Dad was lit and lighting the perfect little briquets weaponized with greasy lighter fluid. The match was applied as tentatively as a hotfoot to a ward heeler. The food was a napalm airstrike on a cow, no less.
The house was painted after a fashion, slumping now a bit everywhere it touched the ground without a concrete elbow to lean on. The flower beds had made their long, lonely way from too much dirt to too many weeds. There was a whiff of a fight between someone’s septic tank gone awry and our rose hedge on the breeze. The overgrown thing had taken on a corroded aspect from the depredations of the beetles; it looked like a leprous dragon, smelled like a grandmother, and pinched like a mortgage when you touched it looking for errant shuttlecocks or wiffleballs.

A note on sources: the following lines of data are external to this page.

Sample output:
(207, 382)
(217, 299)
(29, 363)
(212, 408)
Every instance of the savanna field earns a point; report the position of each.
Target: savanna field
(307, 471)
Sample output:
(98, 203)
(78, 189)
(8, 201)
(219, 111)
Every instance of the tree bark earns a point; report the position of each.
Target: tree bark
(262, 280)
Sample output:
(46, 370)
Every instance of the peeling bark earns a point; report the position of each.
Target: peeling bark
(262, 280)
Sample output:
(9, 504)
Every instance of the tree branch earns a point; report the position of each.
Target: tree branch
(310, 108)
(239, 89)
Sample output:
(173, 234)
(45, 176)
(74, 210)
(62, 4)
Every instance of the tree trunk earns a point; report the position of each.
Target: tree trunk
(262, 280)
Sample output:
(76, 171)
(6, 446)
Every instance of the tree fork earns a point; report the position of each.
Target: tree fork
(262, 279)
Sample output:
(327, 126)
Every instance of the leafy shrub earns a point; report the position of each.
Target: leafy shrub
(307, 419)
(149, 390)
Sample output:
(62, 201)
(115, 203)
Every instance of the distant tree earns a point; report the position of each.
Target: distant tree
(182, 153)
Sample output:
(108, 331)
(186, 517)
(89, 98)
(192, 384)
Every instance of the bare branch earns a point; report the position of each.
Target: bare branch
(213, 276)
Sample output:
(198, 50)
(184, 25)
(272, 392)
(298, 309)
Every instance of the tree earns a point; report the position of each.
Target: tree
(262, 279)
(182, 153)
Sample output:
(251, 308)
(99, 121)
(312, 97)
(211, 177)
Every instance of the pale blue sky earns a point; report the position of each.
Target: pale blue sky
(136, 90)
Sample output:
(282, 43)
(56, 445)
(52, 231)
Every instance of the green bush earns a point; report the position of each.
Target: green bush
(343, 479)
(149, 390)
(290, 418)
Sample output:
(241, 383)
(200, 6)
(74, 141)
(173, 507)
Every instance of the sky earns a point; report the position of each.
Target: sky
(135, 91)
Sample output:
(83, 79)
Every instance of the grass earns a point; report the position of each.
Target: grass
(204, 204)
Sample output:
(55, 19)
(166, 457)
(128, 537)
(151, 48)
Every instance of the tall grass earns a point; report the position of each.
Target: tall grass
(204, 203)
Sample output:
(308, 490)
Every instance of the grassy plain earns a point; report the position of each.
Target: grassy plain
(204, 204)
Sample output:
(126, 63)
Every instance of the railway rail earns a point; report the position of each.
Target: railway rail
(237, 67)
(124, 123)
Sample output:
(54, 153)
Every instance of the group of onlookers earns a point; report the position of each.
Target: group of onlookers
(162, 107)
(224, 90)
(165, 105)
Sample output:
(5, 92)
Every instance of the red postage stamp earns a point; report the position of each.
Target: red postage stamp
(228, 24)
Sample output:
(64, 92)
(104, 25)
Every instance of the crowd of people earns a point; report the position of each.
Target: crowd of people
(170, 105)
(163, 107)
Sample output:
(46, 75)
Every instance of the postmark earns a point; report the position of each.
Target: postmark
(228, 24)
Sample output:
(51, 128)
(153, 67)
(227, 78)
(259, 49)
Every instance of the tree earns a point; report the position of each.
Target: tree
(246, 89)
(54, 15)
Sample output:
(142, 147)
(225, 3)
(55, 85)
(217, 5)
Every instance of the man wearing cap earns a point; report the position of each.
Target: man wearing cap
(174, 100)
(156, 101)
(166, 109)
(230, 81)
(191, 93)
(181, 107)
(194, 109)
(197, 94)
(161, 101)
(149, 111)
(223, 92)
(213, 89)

We had sparklers and the neighbors had ribbons of firecrackers and the mailbox invited an M-80 once. Down where our once-trim houses, packed like cigarette boxes in a carton, petered out to kids with sketchy parents and the one or two farmhouses that used to plow our lawns when they were cornfields, they had bonfires. The girls there went barefoot and smoked cigarettes and knew things early.
The pine needles killed the lawn on the side, the sun killed the lawn in the front, and we pounded the lawn into an urban playground in the back. The only place grass would grow was in the walk, where my mother would try to kill it over and over. Life was like that, then.
The neighbors past the arbor vitaes would wave and glare. She was convinced we were bad, he was convinced she was scary, their children twitched like beat dogs, and never our twain did meet. We had more fun knowing it grated on someone.